Question
A chain of retail establishments dedicated to the commercialization of jams is studying the convenience of moving one of its stores to the center of
A chain of retail establishments dedicated to the commercialization of jams is studying the convenience of moving one of its stores to the center of the city.
The acquisition price of the new store is $120,000 which includes:
Land $80,000
Building 40,000
The chain must also carry out additional works for an amount of $10,000.
The useful life of the premises is considered to be 25 years, applying the linear amortization system.
Only half of the premises will be used for the store, the rest being leased for $4,000 per year through a 25-year contract.
It is estimated that at the end of this period the land will have a value of $80,000 and that the buildings will have a null residual value.
Currently, the store is located in leased premises, for which an annual rent of $2,000 was paid. This contract covers the same 25 years as the estimated useful life for the new premises, with a clause that will specify that, in the event that the lessee terminates it, he must pay the lessor an indemnity of $1000.

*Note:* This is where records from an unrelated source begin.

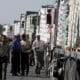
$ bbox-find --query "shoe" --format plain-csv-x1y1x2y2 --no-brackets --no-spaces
17,72,21,76
26,73,28,76
21,72,24,76
36,74,40,77
12,73,18,76
35,67,40,74
40,66,42,70
17,71,20,74
26,72,29,76
30,64,33,66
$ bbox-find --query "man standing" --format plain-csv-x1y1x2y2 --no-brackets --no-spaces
21,34,31,76
11,35,21,76
0,35,10,80
32,35,45,75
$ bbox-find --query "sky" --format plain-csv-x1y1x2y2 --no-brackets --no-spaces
0,0,54,24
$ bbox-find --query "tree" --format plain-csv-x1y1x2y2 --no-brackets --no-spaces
0,24,5,34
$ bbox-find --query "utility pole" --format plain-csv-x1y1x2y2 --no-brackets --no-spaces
54,0,60,47
25,13,27,34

Currently the annual sales figure is $136,000, the acquisition cost of the merchandise is $70,000 per year, and the fixed costs are $4,000, not including rent.
The transfer is expected to increase sales by 50%. Merchandise acquisition costs will also increase by 50%, while fixed costs (not including depreciation) will be $5,000.
Income tax is 50% and the chain expects to finance the move at a cost of 10%.
You are asked to assess the advisability of making the move.